La remarque que nous avons faites dans la section précédente à propos du fait que le lagrangien ne dépend pas explicitement de la variable $x$ prend tout son sens quand on regarde l’équation (1) ci-dessus. En effet, ne dépend pas explicitement de $x$, signifie que sa dérivée partielle par rapport à $x$ est nulle, donc l’équation (1) devient :

$$ \frac{d}{dt}\left( \frac{\partial \mathcal{L}}{\partial \dot{x}}\right) = 0 \Rightarrow \frac{\partial \mathcal{L}}{\partial \dot{x}} = m \dot{x} = Cte $$


C’est-à-dire que non seulement l’énergie totale de la flèche est une constante du mouvement, mais il en est de même de la quantité de mouvement selon l’axe $x$, comme $m$ est constant, il en est donc de même de la vitesse selon $x$. Donc, par il vient par intégration simple, que le mouvement selon l’axe $x$ est régit par l’équation en fonction du temps $t$ connaissant les valeurs de la position et la vitesse à l’instant $t=0$ :

$$ \dot{x}(t) = \dot{x}(0) \Rightarrow x(t) = \dot{x}(0) t + x(0) $$

L’équation (2) quant à elle explicite le mouvement selon la verticale :

$$ \frac{d}{dt}(m \dot{y}) = - m g $$


Gardant à l’esprit que $m$ est une constante, alors
par 2 intégrations successives cette fois, on a :

$$ \begin{align} \dot{y}(t) &= -g t + \dot{y}(0) \\ y(t) &= - \frac{1}{2}g t^2 + \dot{y}(0) t + y(0) \end{align} $$

Et en éliminant la variable temps, l’équation qui relie $y$ et $x$ est donnée par

$$ \boxed{ y = y(0) + \tan \theta_0\ x - \frac{1}{2} g \left( \frac{x}{v_0 \cos \theta_0} \right)^2 } $$


si $x(0) = 0$ soit l’origine de l’axe horizontal, $\theta_0$ désigne l’angle de la vitesse initiale avec l’axe horizontal, et $v_0$ l’intensité de la vitesse initiale. On retrouve bien l’équation établie dans l’article Dynamique d’une fléche en phase de vol (Partie I).

Résumé et perspectives

Dans cet article, je vous ai montré comment le formalisme de Newton avec le concept de Force et son Principe de la Dynamique, a été transformé quasiment un siècle plus tard, par le concept de Lagrangien adossé au Principe Variationnel qui donne les équations d’Euler-Lagrange du mouvement. Le formalisme alternatif a trouvé son cadre dans la Mécanique Analytique tout d’abord en Mécanique Classique, puis en Mécanique Relativiste (Restreinte et Générale) et des développements ultérieurs ont donné lieu à 2 cadres théoriques "quantiques" :

  • l’Hamiltonien qui n’est autre qu’une nouvelle formulation pour les problèmes invariants par translation dans le temps, dont l’axiomatisation ultérieure en termes d’opérateurs de positions et quantité de mouvement a donné le cadre de la Mécanique Quantique actuelle ;
  • et quand on remplace les variables $q_i$ par des fonctions $\psi(\vec{x},t)$ qui dépendent des 4 variables d’espaces-temps que l’on nomme des champs, alors s’élaboreront conjointement à la Mécanique Quantique, ce que l’on appelle la Théorie Quantique des Champs qui donne le cadre théorique par exemple du Modèle Standard de la Physique des Particules Élémentaires.

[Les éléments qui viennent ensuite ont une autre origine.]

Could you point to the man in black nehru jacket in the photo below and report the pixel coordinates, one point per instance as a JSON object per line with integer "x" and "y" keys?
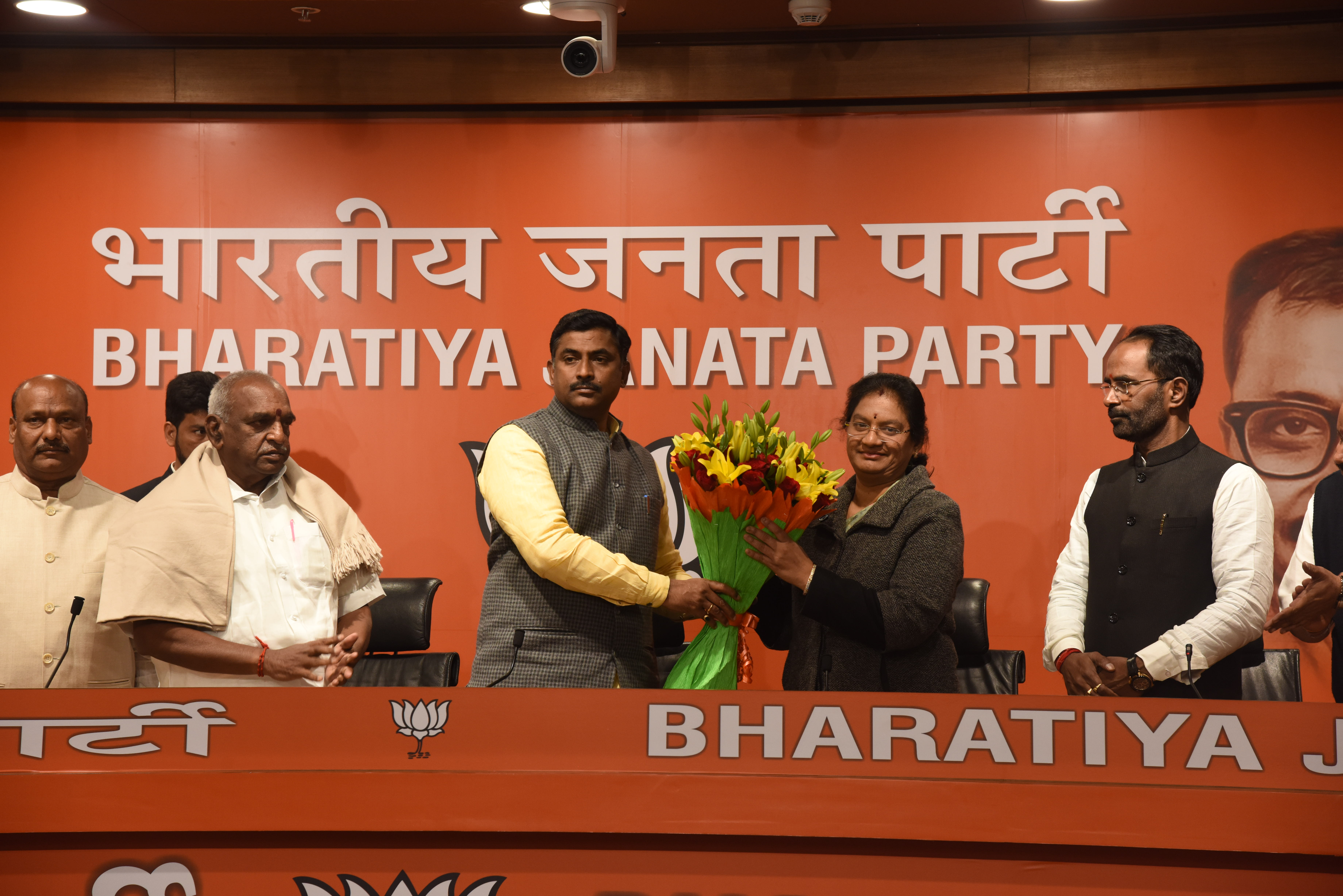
{"x": 187, "y": 398}
{"x": 1170, "y": 559}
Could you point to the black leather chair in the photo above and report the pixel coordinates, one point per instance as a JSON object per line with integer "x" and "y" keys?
{"x": 978, "y": 668}
{"x": 402, "y": 623}
{"x": 1279, "y": 678}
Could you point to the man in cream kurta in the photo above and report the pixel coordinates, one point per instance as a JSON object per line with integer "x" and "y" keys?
{"x": 244, "y": 569}
{"x": 283, "y": 592}
{"x": 53, "y": 542}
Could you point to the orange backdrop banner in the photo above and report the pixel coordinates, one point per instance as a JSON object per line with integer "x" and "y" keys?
{"x": 402, "y": 277}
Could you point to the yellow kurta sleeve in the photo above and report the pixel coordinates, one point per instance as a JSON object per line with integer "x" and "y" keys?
{"x": 516, "y": 483}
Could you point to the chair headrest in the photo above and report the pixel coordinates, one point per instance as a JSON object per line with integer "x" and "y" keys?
{"x": 970, "y": 612}
{"x": 402, "y": 619}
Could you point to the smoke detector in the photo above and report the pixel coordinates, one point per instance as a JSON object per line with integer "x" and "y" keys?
{"x": 809, "y": 13}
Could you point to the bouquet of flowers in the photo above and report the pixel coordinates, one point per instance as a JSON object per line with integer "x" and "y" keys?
{"x": 734, "y": 475}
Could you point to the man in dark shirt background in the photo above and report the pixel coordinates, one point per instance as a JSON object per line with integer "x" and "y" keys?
{"x": 185, "y": 429}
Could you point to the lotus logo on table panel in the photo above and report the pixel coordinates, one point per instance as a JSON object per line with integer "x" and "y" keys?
{"x": 420, "y": 721}
{"x": 158, "y": 883}
{"x": 678, "y": 519}
{"x": 442, "y": 886}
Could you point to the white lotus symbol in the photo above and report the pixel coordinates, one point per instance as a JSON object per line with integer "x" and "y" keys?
{"x": 420, "y": 721}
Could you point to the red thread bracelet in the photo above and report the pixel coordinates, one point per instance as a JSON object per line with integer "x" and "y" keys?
{"x": 1059, "y": 660}
{"x": 261, "y": 660}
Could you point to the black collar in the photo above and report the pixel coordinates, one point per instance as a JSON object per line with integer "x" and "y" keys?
{"x": 886, "y": 511}
{"x": 1178, "y": 449}
{"x": 581, "y": 424}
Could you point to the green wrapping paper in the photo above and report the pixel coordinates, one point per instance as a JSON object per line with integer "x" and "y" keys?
{"x": 711, "y": 661}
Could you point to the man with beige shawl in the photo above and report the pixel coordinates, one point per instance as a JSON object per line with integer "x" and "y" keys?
{"x": 242, "y": 569}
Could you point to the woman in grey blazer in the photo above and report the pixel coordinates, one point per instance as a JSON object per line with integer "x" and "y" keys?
{"x": 863, "y": 601}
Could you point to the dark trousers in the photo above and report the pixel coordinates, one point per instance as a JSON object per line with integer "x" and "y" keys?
{"x": 1223, "y": 682}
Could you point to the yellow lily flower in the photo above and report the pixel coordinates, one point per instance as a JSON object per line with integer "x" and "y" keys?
{"x": 720, "y": 468}
{"x": 741, "y": 444}
{"x": 816, "y": 490}
{"x": 691, "y": 443}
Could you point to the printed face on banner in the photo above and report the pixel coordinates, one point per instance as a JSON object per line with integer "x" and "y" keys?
{"x": 1284, "y": 320}
{"x": 994, "y": 257}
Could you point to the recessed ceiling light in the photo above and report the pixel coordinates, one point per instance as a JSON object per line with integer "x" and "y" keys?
{"x": 52, "y": 7}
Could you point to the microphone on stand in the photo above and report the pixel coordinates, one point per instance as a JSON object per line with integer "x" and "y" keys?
{"x": 1189, "y": 664}
{"x": 76, "y": 608}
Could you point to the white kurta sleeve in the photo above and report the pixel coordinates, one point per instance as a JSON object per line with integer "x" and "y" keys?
{"x": 1303, "y": 554}
{"x": 1066, "y": 619}
{"x": 1243, "y": 571}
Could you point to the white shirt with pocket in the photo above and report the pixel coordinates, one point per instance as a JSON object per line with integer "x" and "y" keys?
{"x": 283, "y": 589}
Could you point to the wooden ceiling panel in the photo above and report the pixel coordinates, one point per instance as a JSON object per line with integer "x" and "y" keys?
{"x": 503, "y": 22}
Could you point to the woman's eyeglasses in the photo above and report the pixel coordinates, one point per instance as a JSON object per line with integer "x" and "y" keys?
{"x": 859, "y": 429}
{"x": 1284, "y": 440}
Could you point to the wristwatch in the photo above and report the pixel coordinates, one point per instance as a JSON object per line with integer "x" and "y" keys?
{"x": 1138, "y": 680}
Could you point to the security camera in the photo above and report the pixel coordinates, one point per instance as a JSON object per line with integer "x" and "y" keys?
{"x": 583, "y": 57}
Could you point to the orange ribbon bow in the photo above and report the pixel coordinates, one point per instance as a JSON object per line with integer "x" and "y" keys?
{"x": 745, "y": 621}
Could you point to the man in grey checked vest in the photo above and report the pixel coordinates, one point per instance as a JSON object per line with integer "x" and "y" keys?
{"x": 582, "y": 554}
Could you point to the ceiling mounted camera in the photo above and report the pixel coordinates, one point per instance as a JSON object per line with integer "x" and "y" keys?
{"x": 583, "y": 57}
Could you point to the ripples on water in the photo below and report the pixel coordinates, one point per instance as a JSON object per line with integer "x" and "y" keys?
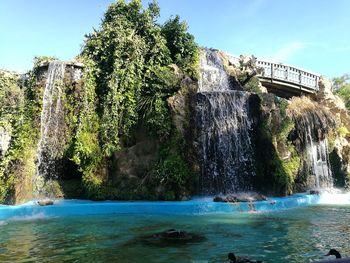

[1Cette observation n’est pas sans rappeler celle de l’éclipse de Soleil de 1919 fait par Arthur Eddington qui validera la théorie de la Relativité d’Einstein.

[2On se limite par la suite à la seule pesanteur en négligeant les forces de trainée et portance.

[3On peut faire intervenir la vitesse dans la direction $z$ perpendiculaire à la fois à $x$ et $y$, mais on s’aperçoit rapidement que le vol de la flèche reste dans le plan dans lequel est la vitesse initiale qui définit dés lors les axes $x$ et $y$. Donc on ne fait pas figurer cette troisième variable pour alléger la notation.